Study area boundary and sampling locations in Miandoab plain, West Azerbaijan Province.

Soil sampling and macronutrient analysis

After delimiting and defining the boundaries of the study area, soil sampling was conducted randomly at 181 precise geographical locations distributed in the region (Fig. 1). The main objective of sampling strategy was to obtain a comprehensive representation of the chemical properties of the surface soils in the plain. At each sampling point, composite soil samples were collected from the 0 to 30 cm depth interval. More specifically, five subsamples (Fig. 2) were taken at a specific radius around each point and thoroughly mixed into a single composite sample Faramarzi et al.15. This depth range was chosen because it encompasses the zone of highest biological activity, nutrient exchange, and root development for cultivated plants. After collection, the samples were transported to the laboratory where they were air-dried at room temperature, gently ground, and passed through a 2 mm mesh sieve to prepare them for chemical analyzes. The concentrations of the key macronutrients were then determined according to established standard protocols. Total nitrogen (TN) was quantified using the classical Kjeldahl digestion method16. The available phosphorus (AP) was determined using the Olsen procedure17, and soil available potassium (AK) concentration was measured using a flame photometric technique18. These methods were selected due to their proven suitability for the analysis of calcareous soils, which are prevalent in the study region.

Fig. 2
figure 2

Soil sampling locations using the 5-point sampling method.
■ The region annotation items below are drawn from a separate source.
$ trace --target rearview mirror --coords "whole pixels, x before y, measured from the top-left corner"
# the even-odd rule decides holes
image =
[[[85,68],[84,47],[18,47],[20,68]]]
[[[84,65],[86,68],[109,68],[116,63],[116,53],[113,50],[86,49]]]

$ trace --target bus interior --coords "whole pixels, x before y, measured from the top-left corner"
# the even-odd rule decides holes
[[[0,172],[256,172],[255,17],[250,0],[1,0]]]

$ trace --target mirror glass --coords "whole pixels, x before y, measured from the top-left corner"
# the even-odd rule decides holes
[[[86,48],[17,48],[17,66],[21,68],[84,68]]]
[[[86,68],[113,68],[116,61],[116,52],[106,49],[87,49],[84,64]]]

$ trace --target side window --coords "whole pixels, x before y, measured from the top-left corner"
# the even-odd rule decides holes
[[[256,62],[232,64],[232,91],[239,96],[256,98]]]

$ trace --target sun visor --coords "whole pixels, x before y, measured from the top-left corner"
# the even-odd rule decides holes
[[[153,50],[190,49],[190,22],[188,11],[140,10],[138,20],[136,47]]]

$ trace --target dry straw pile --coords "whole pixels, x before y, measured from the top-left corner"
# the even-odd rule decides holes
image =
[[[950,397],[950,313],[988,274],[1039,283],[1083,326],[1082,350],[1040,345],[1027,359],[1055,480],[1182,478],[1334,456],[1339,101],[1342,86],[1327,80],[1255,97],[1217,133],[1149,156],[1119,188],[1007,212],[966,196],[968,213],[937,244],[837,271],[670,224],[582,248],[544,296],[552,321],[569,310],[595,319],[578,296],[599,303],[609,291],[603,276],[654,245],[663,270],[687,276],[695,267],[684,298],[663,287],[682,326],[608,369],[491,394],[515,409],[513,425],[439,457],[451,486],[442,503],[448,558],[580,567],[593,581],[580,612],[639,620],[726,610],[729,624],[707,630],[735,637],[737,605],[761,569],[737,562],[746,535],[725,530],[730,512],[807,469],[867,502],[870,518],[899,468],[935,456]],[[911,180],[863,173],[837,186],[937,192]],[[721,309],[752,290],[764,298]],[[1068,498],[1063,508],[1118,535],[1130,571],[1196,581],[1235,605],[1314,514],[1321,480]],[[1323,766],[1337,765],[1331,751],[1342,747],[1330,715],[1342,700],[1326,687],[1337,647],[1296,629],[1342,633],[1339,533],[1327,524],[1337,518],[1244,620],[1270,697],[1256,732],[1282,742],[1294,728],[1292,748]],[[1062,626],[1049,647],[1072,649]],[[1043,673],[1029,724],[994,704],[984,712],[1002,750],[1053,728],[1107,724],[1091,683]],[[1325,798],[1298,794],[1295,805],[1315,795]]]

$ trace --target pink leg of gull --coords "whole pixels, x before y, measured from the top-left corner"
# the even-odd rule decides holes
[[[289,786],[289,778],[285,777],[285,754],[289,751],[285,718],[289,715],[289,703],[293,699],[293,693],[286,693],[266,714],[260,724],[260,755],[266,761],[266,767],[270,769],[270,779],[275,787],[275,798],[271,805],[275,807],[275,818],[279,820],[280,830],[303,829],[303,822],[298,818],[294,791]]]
Remote sensing data preparation and preprocessing

In this study, Sentinel-2 satellite images—including Band 2 (Blue, 0.458–0.523 μm), Band 3 (Green, 0.53–0.59 μm), Band 4 (Red, 0.64–0.67 μm), Band 8 (NIR, 0.85–0.88 μm), Band 11 (SWIR1, 1.57–1.65 μm) and Band 12 (SWIR2, 2.11–2.25 μm)—were used to extract the relevant indices. The data was obtained via the Google Earth Engine platform, a robust cloud-based computing environment designed for large-scale remote sensing and geospatial data processing. A specific time window was selected to minimize cloud cover, restricting it to less than 10% to ensure data quality. To enhance spectral fidelity and reduce atmospheric interference, an atmospheric correction was applied to the images. This process used the physically based SEN2COR algorithm, which was developed specifically for Sentinel-2 datasets. SEN2COR uses atmospheric parameters such as water vapor, aerosols, and surface pressure to remove scattering and absorption effects, and convert the data from top-of-atmosphere (TOA) reflectance to bottom-of-atmosphere (BOA) reflectance. For validation purposes, complementary atmospheric correction methods based on empirical models, including dark object subtraction (DOS), were also implemented and cross-compared with the SEN2COR outputs. After atmospheric correction, all images were subjected to geometric co-registration, and the spectral bands were resampled to a uniform spatial resolution of 20 m using bilinear interpolation. This resampling technique was chosen to avoid spatial discontinuities and distortions. It is noteworthy that the Sentinel-2 bands (e.g. blue, green, red, and near-infrared bands) originally recorded at a resolution of 10 m and those recorded at a resolution of 60 m (typically in conjunction with atmospheric correction bands) were rescaled accordingly to the targeted spatial resolution of 20 m. This harmonization was essential for the subsequent integrated data analysis19.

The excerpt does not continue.